Comparing main() methods, which is easier to read or use? I haven't tried implementing, just have looked at testing code style. Note that I'm using the infix feature of Kotlin to have my BDD "GIVEN/WHEN/THEN" as punctuation free as I'm able.

In the one case—using strings to describe cases—, an implementation would be more similar to Spec or Cucumber, which usually uses pattern matching to associate text with implementation. In the other case—using functions to describe cases—, an implementation goes directly into the function definition. In either case, Kotlin only supports binary infix functions, not unary (of course, you say, that's what "infix" means!), so I need either an initial starting token (So in the strings case) or an ending one (QED in the functions case).

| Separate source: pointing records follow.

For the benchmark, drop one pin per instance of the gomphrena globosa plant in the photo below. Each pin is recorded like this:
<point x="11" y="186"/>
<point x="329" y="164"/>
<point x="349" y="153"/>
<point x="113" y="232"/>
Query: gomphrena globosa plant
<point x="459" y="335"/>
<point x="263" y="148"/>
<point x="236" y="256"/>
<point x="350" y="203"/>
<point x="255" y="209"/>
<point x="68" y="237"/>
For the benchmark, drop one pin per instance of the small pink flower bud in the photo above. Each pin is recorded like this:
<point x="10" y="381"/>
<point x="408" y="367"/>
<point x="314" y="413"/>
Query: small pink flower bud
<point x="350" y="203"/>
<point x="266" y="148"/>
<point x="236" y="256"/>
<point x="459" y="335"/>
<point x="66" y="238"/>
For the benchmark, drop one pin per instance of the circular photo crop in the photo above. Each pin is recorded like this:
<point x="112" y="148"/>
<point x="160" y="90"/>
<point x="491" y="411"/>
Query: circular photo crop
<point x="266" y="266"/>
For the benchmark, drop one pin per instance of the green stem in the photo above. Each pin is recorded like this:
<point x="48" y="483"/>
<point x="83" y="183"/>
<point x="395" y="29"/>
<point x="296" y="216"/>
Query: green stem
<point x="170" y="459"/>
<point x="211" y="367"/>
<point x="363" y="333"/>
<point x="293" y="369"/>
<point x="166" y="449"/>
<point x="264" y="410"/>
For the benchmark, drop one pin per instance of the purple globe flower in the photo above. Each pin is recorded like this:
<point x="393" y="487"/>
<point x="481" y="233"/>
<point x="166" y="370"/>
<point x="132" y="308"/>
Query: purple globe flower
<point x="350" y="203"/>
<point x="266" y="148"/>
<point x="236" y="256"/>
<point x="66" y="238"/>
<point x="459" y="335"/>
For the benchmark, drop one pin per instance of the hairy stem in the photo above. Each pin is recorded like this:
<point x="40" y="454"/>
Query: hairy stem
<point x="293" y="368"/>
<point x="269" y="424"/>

I'm curious how implementation sorts out.

(Code here.)

UPDATE:

I have working code now that runs these BDD sentences but remain unclear which of the two styles (strings vs functions) would be easier to work with:

fun main(args: Array<String>) {
    var apple: Apple? = null
    upon("an apple") {
        apple = Apple(Newton(thinking = false))
    }
    upon("it falls") {
        apple?.falls()
    }
    upon("Newton thinks") {
        assert(apple?.physicist?.thinking ?: false) {
            "Newton is sleeping"
        }
    }

    println(So
            GIVEN "an apple"
            WHEN "it falls"
            THEN "Newton thinks")
}

Vs:

fun main(args: Array<String>) {
    println(GIVEN `an apple`
            WHEN `it falls`
            THEN `Newton thinks`
            QED)
}

var apple: Apple? = null

infix fun Given.`an apple`(WHEN: When) = upon(this) {
    apple = Apple(Newton(thinking = false))
}

infix fun When.`it falls`(THEN: Then) = upon(this) {
    apple?.falls()
}

infix fun Then.`Newton thinks`(QED: Qed) = upon(this) {
    assert(apple?.physicist?.thinking ?: false) {
        "Newton is sleeping"
    }
}

The strings style is certainly more familiar. However, mistakes in registering matches of "GIVEN/WHEN/THEN" clauses appear at runtime and do not provide much help.

The functions style is more obtuse. However, mistakes cause compile-time errors that are easier to understand, and your code editor can navigate between declaration and usage.